Infância: amigos da minha Jornada (parte I)


Nunca vi os animais como seres menos que os humanos em todas as questão, principalmente no que diz sobre inteligência. Mesmo porque essa palavra é muito relativa.
E também não vou ficar buscando exemplos que comprovem a sabedoria deles; quem tem bicho perto de si sabe que eles estão aqui para nos ajudar nessa trajetória deste planeta denso, intenso.

Já tive muito bicho. Desde pequena não sei o que é viver sem eles. Era gato, cachorro, porquinho-da-índia (alguém já viu?), pintinho, marreco, coelho, e lá se vão. Até comida pra rato eu já dei (rato mesmo, daqueles tipo de esgoto).

Só não dava certo passarinho; no dia seguinte eu abria a gaiola e ficava esperando ele sair.
Alguém já soltou passarinho da gaiola?
Eu já soltei um monte. Meu, da vizinha, da lavadeira, do meu vô.

Tudo começou quando eu ganhei  um canário. Ganhei do meu padrasto (homem do bem).
“Não vai soltar ele, custou muito caro. Ganhei no pagamento de uma dívida.”.

Eu, com nove anos, no meu corpo franzino, de joelho torto e cabelo ralo, recebi a gaiola nas mãos de unhas sujas e maltratadas (não dá tempo de se embelezar quando você tem uma ninhada de gato sem mãe-gata pra cuidar).

“Não pode soltá-lo, senão ele morre de fome, tá?”, afirmou meu padrasto.

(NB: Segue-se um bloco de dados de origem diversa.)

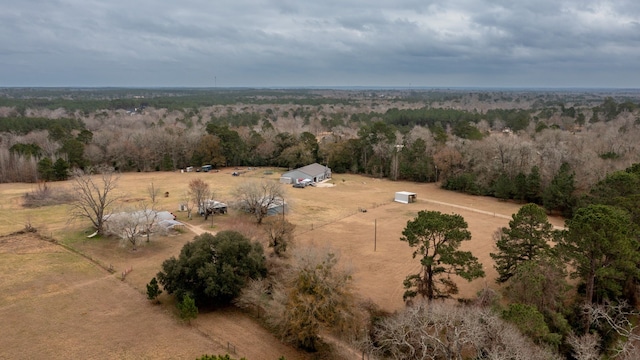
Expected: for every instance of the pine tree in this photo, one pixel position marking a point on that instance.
(188, 309)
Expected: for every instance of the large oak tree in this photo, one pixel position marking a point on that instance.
(437, 237)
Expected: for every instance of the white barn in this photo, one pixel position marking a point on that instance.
(405, 197)
(314, 172)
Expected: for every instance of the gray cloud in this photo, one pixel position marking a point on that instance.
(488, 43)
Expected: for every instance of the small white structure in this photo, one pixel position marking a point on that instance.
(405, 197)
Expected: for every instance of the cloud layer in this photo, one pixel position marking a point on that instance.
(543, 43)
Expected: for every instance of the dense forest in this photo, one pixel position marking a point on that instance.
(508, 144)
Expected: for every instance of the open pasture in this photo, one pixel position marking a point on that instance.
(62, 305)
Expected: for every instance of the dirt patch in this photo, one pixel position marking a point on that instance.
(60, 305)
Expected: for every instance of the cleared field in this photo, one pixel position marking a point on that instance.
(56, 303)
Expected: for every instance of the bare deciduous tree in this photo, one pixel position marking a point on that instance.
(94, 195)
(128, 226)
(199, 192)
(441, 331)
(256, 197)
(280, 235)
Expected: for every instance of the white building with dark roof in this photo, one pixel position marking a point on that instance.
(314, 172)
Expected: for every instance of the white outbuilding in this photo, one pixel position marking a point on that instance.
(405, 197)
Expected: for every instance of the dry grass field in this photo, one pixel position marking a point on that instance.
(58, 304)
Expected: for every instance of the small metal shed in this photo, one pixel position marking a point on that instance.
(405, 197)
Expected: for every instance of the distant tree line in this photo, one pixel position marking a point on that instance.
(544, 151)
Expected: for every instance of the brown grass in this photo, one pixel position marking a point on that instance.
(58, 304)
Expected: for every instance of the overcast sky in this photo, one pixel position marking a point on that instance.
(277, 43)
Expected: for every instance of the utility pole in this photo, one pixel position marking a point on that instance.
(395, 164)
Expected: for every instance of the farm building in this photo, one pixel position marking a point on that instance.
(314, 172)
(405, 197)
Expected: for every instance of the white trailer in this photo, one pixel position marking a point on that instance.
(405, 197)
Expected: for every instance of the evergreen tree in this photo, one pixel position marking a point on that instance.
(558, 196)
(61, 169)
(153, 290)
(601, 244)
(46, 171)
(188, 309)
(534, 186)
(527, 236)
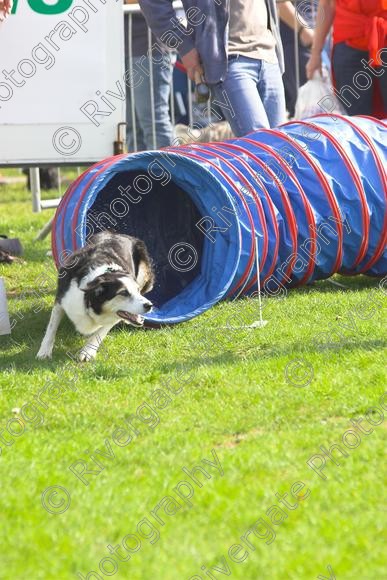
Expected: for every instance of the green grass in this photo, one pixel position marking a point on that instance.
(235, 400)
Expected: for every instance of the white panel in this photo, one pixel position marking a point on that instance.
(51, 65)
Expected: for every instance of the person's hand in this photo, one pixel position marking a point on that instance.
(5, 8)
(313, 64)
(192, 64)
(306, 37)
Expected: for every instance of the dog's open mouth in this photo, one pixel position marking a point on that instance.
(134, 319)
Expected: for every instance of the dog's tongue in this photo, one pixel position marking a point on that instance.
(134, 319)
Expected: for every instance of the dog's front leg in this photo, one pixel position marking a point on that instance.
(89, 351)
(46, 347)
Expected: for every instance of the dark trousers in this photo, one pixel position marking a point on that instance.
(355, 83)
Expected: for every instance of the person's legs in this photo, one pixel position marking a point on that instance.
(247, 88)
(137, 144)
(350, 77)
(272, 93)
(238, 98)
(289, 77)
(159, 106)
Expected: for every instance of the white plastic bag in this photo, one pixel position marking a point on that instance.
(316, 97)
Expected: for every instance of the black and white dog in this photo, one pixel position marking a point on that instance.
(99, 286)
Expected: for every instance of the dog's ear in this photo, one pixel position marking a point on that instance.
(143, 267)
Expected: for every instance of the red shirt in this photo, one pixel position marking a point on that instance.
(362, 24)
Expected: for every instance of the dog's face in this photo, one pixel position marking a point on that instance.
(114, 294)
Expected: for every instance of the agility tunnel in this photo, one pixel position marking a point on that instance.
(307, 199)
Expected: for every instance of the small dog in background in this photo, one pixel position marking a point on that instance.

Soltar passarinho da gaiola traz felicidade morna, quase beirando a melancolia.

No primeiro instante, ele não sabe o que fazer. Fica lá esperando alguma coisa (comida, troca de água, limpeza). De repente, ele olha para a portinha aberta, faz aqueles movimentos rápidos com a cabeça... e espera. Dependendo do tempo de gaiola, tem passarinho que nem sai, não sabe mais voar.
Tem tristeza maior que essa?
Um passarinho que não sabe voar?

Ele demorou, se aquietou, depois se desassossegou de novo, foi lá dá uma espiada no mundo dividido e ... voou.
 Só vi aquele ponto amarelinho sumindo no sorriso do céu.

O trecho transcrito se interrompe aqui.